Here we explain the fundamental mechanism of discrete backpropagation on the following introductory machine learning model: the binarized perceptron or nonlinear regression. Before we begin, we must explain some fundamental concepts:

**Definition 1** - A matrix is said to be binarized if it only takes entries in $\{-1,+1\}$.

**Definition 2** - The Hamming Distance denoted $d$ of two binarized matrices $A$ and $B$ of equal size is given by: $$d(A,B)=\dfrac12\sum_{i} A_i + B_i$$

or in plain english "*the number of entries that are different between the two matrices*".
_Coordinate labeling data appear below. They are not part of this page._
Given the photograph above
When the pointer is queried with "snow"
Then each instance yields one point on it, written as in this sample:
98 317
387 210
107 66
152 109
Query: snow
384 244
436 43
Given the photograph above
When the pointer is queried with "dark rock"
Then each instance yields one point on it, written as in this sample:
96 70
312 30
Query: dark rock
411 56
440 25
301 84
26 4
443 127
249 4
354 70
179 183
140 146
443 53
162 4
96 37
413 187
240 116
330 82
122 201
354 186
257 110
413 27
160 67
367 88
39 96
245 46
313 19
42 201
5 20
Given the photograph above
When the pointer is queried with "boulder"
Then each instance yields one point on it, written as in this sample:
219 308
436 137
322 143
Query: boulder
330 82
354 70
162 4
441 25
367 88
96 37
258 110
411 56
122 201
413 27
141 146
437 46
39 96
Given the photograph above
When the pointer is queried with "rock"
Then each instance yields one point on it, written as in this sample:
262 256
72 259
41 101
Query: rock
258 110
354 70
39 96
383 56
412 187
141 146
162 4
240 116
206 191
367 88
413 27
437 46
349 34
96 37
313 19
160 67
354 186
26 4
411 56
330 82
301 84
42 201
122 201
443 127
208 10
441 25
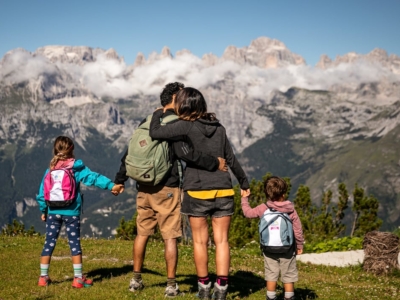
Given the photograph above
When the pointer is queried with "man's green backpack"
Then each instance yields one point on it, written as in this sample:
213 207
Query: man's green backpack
148 160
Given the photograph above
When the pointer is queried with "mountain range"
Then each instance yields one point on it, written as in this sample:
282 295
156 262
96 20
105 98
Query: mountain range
320 125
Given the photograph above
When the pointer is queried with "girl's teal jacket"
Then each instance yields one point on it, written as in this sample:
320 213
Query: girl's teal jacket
82 174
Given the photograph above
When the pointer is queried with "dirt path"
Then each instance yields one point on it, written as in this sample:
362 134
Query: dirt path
339 259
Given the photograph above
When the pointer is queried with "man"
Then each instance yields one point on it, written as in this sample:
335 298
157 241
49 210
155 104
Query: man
161 204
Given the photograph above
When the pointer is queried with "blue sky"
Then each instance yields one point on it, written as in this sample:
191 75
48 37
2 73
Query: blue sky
308 28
**Definition 3** - We typically denote a sample-wise ground truth $z$ and an input $x$ and batched ground truth $Z$ and an input $X$.

**Definition 4** - Given a binarized ground truth $Z$ and an input $X$, a binarized perceptron aims to find a binarized matrix $W$ and an integer vector $b$ to compute $\hat{Z}$ via:

$$\hat{Z} = \text{sign}(XW + b)$$

Where $\text{sign}$ is given by:

$$\text{sign}(x)=\begin{cases}-1\qquad \text{if }x<0\\ +1\qquad \text{if }x\geq 0 \end{cases}$$

**Note 1** the matrix multiplication is taken to be ordinary matrix multiplication as one would do on integer matrices, if we map $-1\to 0$ and $+1\to 1$ in typical binary fashion - we replace the multiplication in the individual dot products with an bitwise XNOR and addition is then taken to be a population count/*Hamming weight* of the bit-string left after this XNOR'ing.

**Note 2** In practice, transistor-for-transistor *XOR* gates are simpler to implement and indeed in the experimental binary warp-level matrix multiply and accumulate instructions available on post-Turing Nvidia GPUs this is what actually gets used - and similarly in FPGA - however, the underlying mathematics of perceptron changes little and we can still train successfully in this regime.